TAJDID.ID || Ribuan demonstran memenuhi jalan-jalan kota Kolombo dan sejumlah kota lainnya di Sri Lanka. Mereka mendesak Mahinda Rajapaksa agar segera mundur dari jabatan Perdana Menteri Sri Lanka, karena ia dianggap telah gagal memimpin Sri Lanka, sehingga negara tersebut jatuh dalam krisis ekonomi dan politik yang sangat parah.
“Gota pulanglah!” ratusan orang meneriakkan yel-yel di sepanjang jalan besar yang teduh di ibu kota Kolombo pekan ini. Mobil-mobil melintas sambil membunyikan klakson sebagai tanda dukungan.
Baca juga: Terperangkap “Jebakan Utang” China, Ekonomi Sri Lanka Sekarat
Dari kota-kota pesisir di selatan hingga daerah berbahasa Tamil di utara, lebih dari 100 demonstrasi digelar di seluruh Sri Lanka sejak pekan lalu, menurut lembaga penelitian WatchDog.
Gelombang protes secara spontan pertama dalam sejarah negara itu mencerminkan kemarahan rakyat pada inflasi yang membelit, pemadaman listrik dan apa yang mereka anggap sebagai salah urus penguasa dalam penanganan krisis.
“Orang-orang Sri Lanka sangat, sangat sabar. Anda harus menyudutkan mereka sebelum mereka bereaksi,” kata Chantal Cooke, seorang pengunjuk rasa, sambil memegang spanduk yang menuntut keluarga Rajapaksa mundur.

Banyak kalangan menilai, tuntutan rakyat Sri Lanka ini tak pernah dibayangkan sebelum krisis ekonomi menerjang, sebab dinasti Rajapaksa begitu dominan dan kuat menguasai konstelasi politik di Sri Lanka.
Mahinda Rajapaksa memenangi pemilu 2020 untuk menjadi perdana menteri Sri Lanka dan bekerja di bawah adik laki-lakinya, Presiden Gotabaya Rajapaksa.

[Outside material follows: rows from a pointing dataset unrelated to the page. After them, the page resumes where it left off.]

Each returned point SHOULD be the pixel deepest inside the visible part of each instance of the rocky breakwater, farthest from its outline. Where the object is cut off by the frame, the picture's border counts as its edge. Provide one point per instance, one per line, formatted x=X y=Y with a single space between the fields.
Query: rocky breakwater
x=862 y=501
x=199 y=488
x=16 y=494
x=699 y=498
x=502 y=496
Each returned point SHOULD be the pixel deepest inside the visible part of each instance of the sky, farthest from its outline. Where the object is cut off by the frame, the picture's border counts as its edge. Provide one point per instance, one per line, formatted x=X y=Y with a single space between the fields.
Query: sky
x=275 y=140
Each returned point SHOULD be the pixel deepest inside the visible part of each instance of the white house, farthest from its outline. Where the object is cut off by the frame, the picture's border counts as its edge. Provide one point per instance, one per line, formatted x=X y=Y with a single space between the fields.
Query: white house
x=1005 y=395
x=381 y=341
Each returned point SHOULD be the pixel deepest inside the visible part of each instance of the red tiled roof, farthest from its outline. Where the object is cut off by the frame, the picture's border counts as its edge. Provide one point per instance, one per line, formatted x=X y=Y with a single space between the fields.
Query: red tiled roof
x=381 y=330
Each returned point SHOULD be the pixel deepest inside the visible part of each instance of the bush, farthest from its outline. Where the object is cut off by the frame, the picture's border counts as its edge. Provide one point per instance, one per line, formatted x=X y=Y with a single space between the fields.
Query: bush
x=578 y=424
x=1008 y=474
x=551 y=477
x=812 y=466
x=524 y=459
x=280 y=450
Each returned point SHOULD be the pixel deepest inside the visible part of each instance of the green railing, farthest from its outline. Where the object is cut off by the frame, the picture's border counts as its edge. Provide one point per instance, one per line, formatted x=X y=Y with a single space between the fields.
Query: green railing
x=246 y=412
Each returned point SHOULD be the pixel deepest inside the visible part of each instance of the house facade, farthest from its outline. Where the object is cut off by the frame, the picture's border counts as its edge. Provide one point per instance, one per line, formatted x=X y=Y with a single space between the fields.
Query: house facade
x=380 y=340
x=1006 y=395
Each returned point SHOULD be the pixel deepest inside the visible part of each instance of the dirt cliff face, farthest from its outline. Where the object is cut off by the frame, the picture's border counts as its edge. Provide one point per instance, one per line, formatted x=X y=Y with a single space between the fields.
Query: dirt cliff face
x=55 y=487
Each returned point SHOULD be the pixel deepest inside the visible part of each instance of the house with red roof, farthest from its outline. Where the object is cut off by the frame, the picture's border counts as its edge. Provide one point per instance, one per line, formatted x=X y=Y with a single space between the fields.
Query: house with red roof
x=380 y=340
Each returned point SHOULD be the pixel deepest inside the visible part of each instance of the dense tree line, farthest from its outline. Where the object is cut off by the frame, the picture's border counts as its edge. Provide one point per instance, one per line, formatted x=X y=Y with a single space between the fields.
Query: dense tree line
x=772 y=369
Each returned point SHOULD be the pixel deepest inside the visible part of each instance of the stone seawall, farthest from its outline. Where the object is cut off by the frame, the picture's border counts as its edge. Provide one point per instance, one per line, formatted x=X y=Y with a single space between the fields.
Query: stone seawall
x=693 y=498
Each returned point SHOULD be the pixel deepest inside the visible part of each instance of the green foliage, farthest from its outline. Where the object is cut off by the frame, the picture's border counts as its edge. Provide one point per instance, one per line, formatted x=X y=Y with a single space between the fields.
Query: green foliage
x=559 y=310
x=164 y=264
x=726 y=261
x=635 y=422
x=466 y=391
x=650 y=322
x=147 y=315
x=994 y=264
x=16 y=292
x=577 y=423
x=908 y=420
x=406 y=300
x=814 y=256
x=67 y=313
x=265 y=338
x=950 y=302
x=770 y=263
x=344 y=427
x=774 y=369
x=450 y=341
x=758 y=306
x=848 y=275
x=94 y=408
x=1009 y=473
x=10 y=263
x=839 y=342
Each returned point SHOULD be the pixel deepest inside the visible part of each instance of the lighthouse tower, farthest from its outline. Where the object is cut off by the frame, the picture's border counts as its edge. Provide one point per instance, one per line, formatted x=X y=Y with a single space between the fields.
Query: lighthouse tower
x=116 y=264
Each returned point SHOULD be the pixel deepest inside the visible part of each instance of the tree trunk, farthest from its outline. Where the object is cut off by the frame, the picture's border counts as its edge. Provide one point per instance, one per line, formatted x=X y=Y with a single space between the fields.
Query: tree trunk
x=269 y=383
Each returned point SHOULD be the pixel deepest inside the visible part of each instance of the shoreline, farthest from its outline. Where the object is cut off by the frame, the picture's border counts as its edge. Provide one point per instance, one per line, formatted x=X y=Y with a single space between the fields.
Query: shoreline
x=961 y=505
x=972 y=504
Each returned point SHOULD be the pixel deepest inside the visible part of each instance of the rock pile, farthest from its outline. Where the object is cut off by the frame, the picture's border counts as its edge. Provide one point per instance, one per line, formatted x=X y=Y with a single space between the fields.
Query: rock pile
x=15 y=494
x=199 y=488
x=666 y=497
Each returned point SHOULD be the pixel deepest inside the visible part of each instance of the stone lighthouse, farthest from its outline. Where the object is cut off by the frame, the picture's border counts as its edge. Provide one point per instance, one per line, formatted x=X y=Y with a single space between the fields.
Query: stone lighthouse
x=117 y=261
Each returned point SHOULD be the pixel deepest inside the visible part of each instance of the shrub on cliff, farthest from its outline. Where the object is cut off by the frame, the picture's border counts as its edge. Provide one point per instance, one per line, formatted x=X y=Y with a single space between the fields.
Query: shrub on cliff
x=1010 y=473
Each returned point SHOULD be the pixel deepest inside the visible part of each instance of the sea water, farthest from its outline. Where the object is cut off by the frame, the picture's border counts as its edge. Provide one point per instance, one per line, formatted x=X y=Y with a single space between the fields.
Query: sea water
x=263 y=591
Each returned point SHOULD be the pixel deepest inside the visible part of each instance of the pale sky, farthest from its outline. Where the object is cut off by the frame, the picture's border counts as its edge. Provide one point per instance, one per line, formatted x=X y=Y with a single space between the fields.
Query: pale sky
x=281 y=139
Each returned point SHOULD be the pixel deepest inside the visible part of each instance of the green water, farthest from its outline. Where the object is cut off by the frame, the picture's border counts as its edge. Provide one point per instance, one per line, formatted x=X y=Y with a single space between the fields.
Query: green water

Kemudian saudara mereka, Basil Rajapaksa, menambah cengkeraman keluarga itu di puncak kekuasaan usai diangkat sebagai menteri keuangan pada 2021.
Namun, kurang dari setahun kemudian, dinasti politik terkenal di negara itu menghadapi masalah.
Di dalam parlemen pun keluarga itu telah kehilangan cengkeramannya. Basil mengundurkan diri pada Minggu bersama anggota kabinet lain.
Pada Selasa, sedikitnya 41 anggota parlemen keluar dari koalisi partai berkuasa, menyisakan sedikit anggota yang masih mendukung pemerintah dan membuka kemungkinan diajukannya mosi tidak percaya.
“Semakin jauh (krisis) itu terseret, semakin buruk bagi keluarga Rajapaksa,” kata analis politik Kusal Perera, penulis buku tentang Mahinda sebagai mantan presiden.
Kantor sang presiden belum menanggapi permintaan untuk mengomentari krisis dan desakan kepadanya untuk mundur.
Namun, kepala mesin politik pemerintah yang juga Menteri Jalan Raya Johnston Fernando mengatakan Gotabaya (72 tahun) telah diberi mandat untuk memerintah oleh 6,9 juta pemilih yang mendukungnya dalam pemilihan presiden 2019.
“Sebagai pemerintah, kami dengan jelas mengatakan bahwa presiden tidak akan mundur dalam keadaan apa pun,” kata Fernando di depan parlemen pada Rabu.